The late James Fairfax delivered one final act of generosity last night, raising more than $10 million to help a range of children’s charities.
The former John Fairfax Ltd chairman died in January this year, aged 83, having spent 71 of those years collecting art by some of Australia’s greatest painters.
Last night, 54 works collected by the businessman and philanthropist by the likes of Sidney Nolan, John Brack, Jeffrey Smart, Tom Roberts, John Olsen, Fred Williams and Margaret Preston, were put up for auction by Deutscher and Hackett in Sydney, raising $4 million more than the original estimate of $6 million.
The top lot was the Eugene von Guerard’s 1861 landscape Mr John King’s Station, with a price estimate up to $1.2 million. It reached the artist’s equal second highest price, selling to a private collector for $1,952,000 (inc. buyer’s premium).
The night got off to a flying start when Lot 1, Roy de Maistre’s 1924 work, The Beach, went for $231,800 (inc. BP) on an $80,000 estimate, then that performance was pipped a few minutes later when lot 3, Grace Cossington Smith’s Still life in the window, 1959, sold for $268,400 (inc. BP) on an upper estimate of $90,000.

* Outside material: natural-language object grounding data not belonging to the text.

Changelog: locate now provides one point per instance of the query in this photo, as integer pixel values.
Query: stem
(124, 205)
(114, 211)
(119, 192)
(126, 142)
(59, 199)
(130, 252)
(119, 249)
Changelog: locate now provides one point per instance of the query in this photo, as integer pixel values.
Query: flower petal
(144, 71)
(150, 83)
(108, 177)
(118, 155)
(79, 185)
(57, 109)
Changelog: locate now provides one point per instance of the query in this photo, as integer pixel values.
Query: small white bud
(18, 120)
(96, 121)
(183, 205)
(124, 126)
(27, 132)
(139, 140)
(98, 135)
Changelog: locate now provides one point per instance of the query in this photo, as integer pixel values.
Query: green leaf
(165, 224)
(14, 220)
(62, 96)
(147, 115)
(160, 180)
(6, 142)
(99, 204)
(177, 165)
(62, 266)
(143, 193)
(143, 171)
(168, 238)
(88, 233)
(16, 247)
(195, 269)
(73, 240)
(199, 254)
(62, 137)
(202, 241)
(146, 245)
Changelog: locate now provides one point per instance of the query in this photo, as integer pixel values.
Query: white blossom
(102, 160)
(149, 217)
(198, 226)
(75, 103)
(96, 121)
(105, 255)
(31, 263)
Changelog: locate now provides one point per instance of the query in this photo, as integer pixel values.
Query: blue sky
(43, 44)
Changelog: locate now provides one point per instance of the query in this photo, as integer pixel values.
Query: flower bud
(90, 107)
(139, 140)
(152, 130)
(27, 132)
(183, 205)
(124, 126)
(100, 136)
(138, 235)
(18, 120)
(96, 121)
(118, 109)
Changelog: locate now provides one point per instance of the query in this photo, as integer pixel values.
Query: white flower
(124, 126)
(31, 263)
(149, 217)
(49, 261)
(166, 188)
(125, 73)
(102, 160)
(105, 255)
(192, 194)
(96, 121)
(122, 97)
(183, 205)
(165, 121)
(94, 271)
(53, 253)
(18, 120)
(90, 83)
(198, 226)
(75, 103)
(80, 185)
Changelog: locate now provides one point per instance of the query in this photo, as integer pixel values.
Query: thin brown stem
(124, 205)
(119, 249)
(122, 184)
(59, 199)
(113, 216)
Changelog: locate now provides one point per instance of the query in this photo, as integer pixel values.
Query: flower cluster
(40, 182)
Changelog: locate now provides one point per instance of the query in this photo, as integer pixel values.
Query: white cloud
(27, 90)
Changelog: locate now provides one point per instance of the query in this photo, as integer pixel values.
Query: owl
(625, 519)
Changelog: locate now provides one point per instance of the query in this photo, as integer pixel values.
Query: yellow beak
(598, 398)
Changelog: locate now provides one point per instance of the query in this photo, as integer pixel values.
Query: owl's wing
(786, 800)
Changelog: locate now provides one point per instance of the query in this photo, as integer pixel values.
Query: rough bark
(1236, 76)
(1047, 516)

The generosity of the bidders continued through the night, with Ian Fairweather’s Temple, West Lake, Hangchow, 1936, a oil and pencil on cardboard, selling for an astonishing $549,000 (inc. BP) on a $350,000 estimate, and his work Christmas, 1961, going for $439,200 (inc. BP/ est. $250,000)
An early figurative work by John Olsen’s The Bicycle Boys Rejoice, 1955, went for $317,200 (inc. BP) on a $90,000 estimate.
Arthur Streeton’s 1897 work Minarets, Cairo, went for $976,000 (inc. BP / est. $500,000).
There were a few records too, with Russell Drysdale’s The Bar, Albury, in pen and ink and watercolour on paper, setting a new record for his work on paper at $128,100 (inc BP/ est. $40,000), nearly double the previous record.
Ralph Balson’s Constructivist Painting smashed the artist’s previous auction record at $585,600 (inc BP) on a $160,000 estimate, when his previous best effort was for ‘Constructive Painting’ in 1998 for $156,500.
Deutscher and Hackett’s senior art specialist, Henry Mulholland, who worked with James Fairfax for 20 years, and knew him and the collection well, said it was a “sensational” auction with record-breaking visitor numbers to the previews and then a record number of phone bidders alongside a packed room last night.
“Collectors certainly responded to the prestigious Fairfax provenance and high quality of the works on offer,” he said.
Proceeds from the sale will go to a charitable foundation to benefit causes Fairfax supported during his lifetime including the Children’s Medical Research Institute, Westmead Children’s Hospital and the World Wide Fund for Nature.
Fairfax had already donated his historic $20 million family home, Retford Park, south of Sydney, to the National Trust. It opens to the public soon.